The greenhouse effect is the process by which atmospheric greenhouse gases absorb and re-radiate infrared radiation originating from the sun (see figure right). This process is responsible for regulating planetary temperatures. Such greenhouse gases (GHGs) like CO2, CH4, and N2O can trap heat in the lower atmosphere by re-radiating the infrared radiation back towards the surface of the planet. This increases the average surface temperature and has an impact on the world's ecosystems and climate.

Some of the major sources of CO2 include burning fossil fuels, cement production furnaces, and the burning of forests and grasslands. About 3 billion tons of CO2 is taken up by terrestrial ecosystems and about 2 billion tons are absorbed by the oceans, leaving an annual atmospheric release of about 4 billion tons of CO2 per year.
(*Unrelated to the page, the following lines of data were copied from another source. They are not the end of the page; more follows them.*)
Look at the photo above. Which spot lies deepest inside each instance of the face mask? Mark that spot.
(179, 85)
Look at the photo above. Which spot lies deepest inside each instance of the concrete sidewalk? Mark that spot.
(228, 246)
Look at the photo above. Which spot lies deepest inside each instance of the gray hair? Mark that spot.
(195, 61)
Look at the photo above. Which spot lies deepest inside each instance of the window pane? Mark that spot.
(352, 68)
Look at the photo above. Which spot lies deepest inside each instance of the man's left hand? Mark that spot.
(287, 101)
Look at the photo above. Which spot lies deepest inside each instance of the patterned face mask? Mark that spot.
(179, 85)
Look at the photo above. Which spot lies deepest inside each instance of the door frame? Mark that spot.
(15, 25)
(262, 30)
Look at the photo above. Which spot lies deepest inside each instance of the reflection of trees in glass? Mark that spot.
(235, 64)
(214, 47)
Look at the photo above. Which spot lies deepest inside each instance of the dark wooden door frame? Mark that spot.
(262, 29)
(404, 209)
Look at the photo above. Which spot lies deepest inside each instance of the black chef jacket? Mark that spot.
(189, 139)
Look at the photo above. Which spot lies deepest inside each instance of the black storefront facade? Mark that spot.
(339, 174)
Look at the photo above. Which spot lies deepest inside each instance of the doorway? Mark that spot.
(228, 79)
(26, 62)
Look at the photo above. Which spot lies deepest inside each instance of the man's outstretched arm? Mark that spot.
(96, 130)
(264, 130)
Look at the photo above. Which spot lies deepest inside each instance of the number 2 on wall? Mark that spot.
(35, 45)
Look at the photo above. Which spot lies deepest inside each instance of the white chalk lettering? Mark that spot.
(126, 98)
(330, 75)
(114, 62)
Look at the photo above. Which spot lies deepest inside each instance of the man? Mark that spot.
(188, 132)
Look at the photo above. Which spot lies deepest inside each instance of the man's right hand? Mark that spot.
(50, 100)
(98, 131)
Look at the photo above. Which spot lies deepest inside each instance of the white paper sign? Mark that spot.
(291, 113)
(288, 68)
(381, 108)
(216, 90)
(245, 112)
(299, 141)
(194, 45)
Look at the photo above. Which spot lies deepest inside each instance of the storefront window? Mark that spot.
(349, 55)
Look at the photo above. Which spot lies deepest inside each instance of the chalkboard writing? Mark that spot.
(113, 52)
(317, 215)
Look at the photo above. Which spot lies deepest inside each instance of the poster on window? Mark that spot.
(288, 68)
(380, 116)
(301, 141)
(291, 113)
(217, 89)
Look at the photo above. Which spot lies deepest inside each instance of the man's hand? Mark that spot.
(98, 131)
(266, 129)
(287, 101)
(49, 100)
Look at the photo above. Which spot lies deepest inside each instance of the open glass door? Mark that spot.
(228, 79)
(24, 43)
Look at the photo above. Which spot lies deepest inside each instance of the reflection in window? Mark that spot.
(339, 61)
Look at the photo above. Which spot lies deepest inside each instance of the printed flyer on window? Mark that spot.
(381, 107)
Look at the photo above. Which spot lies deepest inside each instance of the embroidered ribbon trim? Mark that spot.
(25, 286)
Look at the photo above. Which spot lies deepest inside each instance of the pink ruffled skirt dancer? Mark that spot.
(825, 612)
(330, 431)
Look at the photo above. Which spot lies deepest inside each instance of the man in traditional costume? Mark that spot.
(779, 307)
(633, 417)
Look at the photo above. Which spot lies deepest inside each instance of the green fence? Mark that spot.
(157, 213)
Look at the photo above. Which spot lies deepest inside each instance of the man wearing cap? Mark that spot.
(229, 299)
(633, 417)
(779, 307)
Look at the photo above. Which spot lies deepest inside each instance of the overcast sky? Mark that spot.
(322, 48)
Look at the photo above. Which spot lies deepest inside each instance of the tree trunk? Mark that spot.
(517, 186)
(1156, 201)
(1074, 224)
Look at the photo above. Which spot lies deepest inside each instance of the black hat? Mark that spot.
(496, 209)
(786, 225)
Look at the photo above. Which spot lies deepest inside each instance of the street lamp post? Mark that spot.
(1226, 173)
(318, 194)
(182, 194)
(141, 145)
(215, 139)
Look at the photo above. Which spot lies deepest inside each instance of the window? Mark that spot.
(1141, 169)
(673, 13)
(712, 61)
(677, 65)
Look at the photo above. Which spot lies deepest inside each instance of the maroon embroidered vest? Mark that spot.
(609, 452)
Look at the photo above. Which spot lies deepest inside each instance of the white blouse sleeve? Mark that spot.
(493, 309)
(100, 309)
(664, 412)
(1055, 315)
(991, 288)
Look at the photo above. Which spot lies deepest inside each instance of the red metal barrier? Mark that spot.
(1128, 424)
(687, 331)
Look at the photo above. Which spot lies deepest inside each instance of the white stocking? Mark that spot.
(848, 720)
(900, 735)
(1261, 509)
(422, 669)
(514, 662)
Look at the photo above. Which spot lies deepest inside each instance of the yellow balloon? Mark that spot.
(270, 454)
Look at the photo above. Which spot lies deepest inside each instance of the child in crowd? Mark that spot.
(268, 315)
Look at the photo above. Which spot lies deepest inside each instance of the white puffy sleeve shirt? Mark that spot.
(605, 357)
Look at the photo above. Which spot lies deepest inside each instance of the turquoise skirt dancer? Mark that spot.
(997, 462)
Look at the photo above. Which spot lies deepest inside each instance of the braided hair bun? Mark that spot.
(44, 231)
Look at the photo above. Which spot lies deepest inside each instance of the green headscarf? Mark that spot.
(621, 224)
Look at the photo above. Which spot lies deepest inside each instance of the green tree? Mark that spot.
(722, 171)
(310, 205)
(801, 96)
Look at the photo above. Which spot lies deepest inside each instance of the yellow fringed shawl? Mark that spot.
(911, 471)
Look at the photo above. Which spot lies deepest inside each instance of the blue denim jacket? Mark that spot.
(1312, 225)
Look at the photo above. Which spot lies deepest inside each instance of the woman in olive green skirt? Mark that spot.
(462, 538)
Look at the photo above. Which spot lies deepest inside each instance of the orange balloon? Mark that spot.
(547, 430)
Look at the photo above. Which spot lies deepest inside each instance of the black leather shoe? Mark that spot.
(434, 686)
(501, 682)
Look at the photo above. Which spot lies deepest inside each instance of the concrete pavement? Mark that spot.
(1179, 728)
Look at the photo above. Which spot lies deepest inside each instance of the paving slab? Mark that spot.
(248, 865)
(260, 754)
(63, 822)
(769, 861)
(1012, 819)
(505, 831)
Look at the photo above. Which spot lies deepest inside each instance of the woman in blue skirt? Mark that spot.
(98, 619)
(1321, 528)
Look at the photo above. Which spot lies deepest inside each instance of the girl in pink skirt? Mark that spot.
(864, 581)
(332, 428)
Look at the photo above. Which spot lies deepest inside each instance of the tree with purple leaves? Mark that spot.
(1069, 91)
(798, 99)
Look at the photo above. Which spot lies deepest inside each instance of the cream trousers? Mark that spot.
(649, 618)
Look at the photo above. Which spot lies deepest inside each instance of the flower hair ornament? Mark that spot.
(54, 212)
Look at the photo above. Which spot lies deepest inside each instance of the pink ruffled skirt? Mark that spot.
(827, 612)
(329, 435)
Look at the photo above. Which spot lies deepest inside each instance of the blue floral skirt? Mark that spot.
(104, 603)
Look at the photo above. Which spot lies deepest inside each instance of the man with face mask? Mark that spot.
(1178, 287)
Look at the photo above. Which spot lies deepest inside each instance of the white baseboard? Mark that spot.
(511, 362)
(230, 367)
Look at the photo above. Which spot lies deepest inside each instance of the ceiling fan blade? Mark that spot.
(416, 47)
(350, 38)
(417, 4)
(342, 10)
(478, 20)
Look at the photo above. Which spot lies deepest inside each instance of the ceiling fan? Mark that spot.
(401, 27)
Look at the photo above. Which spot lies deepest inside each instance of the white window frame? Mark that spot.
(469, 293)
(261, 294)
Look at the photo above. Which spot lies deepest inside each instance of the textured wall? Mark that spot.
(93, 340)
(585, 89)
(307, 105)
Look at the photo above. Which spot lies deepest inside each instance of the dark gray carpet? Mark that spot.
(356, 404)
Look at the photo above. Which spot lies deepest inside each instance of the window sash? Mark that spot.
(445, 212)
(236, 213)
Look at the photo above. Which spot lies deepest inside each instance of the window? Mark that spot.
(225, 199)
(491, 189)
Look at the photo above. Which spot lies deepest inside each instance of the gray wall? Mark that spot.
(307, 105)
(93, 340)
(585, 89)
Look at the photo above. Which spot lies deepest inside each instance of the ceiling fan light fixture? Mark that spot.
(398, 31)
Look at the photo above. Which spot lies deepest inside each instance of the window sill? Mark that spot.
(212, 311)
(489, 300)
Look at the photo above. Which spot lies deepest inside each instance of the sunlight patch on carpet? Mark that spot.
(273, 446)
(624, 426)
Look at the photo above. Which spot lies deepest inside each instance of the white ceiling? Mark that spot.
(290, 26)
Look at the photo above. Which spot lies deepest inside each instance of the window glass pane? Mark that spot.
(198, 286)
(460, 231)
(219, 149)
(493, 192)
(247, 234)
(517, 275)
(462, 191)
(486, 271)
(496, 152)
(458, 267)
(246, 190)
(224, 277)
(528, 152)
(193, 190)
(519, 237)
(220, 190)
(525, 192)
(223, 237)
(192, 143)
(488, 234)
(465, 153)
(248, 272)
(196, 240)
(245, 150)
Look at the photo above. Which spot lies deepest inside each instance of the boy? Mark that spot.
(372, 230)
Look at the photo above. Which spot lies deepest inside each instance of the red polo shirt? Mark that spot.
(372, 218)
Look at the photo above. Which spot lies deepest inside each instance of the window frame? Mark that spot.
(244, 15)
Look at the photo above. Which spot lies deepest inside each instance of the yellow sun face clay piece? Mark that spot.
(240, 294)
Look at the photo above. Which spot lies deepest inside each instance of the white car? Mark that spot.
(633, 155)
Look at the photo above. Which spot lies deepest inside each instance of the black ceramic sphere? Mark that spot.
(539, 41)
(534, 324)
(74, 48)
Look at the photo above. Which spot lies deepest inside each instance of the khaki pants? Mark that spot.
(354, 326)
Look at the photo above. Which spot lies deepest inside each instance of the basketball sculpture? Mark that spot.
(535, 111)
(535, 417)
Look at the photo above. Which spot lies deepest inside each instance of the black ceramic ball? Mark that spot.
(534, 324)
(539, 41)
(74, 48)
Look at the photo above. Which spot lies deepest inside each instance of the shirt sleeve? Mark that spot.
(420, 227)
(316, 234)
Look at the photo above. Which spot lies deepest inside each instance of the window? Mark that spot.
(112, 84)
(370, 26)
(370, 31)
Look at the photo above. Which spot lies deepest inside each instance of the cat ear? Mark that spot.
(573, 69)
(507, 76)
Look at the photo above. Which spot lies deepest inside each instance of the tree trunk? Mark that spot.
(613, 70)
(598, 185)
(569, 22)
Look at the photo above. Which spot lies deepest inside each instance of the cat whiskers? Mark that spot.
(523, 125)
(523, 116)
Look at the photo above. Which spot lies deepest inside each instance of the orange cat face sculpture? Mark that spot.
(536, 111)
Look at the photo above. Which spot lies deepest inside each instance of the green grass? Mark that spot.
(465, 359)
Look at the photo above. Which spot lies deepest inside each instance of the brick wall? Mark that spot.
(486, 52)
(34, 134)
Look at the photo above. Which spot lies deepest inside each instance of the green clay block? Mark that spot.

Natural gas, or CH4, is less abundant than carbon dioxide but it absorbs 23 times as much infrared energy per molecule. Methane is produced anywhere organic matter decays without oxygen, especially underwater. Some sources include ruminant animals, wet-rice paddies, coal mines, landfills, wetlands, and leaking pipelines. Nitrous Oxide (N2O) is produced mainly by chemical reactions between atmospheric nitrogen and oxygen, which combine in the presence of heat from internal combustion engines.

Methane (CH4) is more efficient at trapping radiation than CO2 and according to the EPA, pound for pound, CH4 impacts climate change twenty times greater than that of CO2 over a one hundred year period. So methane does burn cleaner than coal in the terms of producing less CO2, but on its own, methane is a greater threat to climate change than CO2 due to its large contribution to the greenhouse gas footprint. Because of this, there have been a lot of recent studies on methane releases from drilling and transportation operations.